Transformers: Dark of the Moon is dreadful; containing laughably bad acting, a completely incoherent plot and one of the most misjudged finales seen on celluloid, but that is not the big problem. Bay's direction is staggeringly lecherous and his depiction of women is beyond questionable. The camera moves in an almost predatory fashion, pursuing the posterior of big-screen debutante and underwear model, Rosie Huntington-Whiteley like a drooling adolescent, and at one point, swooping down underneath a car, paparazzi style, to look directly up her skirt. After sitting through over two and a half hours of Transformers 3, the camera is so focused on its co-stars behind that I think I would struggle to recognise her if I passed her in the street.
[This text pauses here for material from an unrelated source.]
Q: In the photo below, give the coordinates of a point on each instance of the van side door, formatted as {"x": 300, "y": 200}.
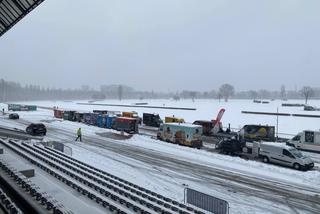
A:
{"x": 287, "y": 158}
Does Bay really think that this is an acceptable way to shoot a film whose key demographic is young children? I realize that Dreamworks also have the teenage audience very much in mind, but I find it puzzling to see how Hasbro (manufacturer of the toys) can endorse something so ludicrously inappropriate.

After the release of the previous Transformers movie, Revenge of the Fallen, which was by Bay's own admission, "crap", many critics pointed out that, along with it's inherent sexism, some of the lighter "comic" characters were racially suspicious at best. Not only do they return in the third instalment, but now we have the addition of some more loveable stereotypical robots. So far, so repellent, but the nail in the coffin of Bay's lack of self-awareness occurs not in the revival of the recurring gags about Onanism, but in the dénouement (if you can have a dénouement that lasts over an hour) when one of the hilarious African American robots describes the situation as "a complete clusterf*ck". Although the last syllable is truncated with a classic bit of "Bay editing", it's not exactly appropriate language for the under-tens.

Although, as a critic, I have always hated Michael Bay's films, until now they could simply be dismissed as rubbish, but his sexulaization of Megan Fox and her replacement has no place in a franchise about toy robots. Let's hope he realizes this before the next, inevitable installment.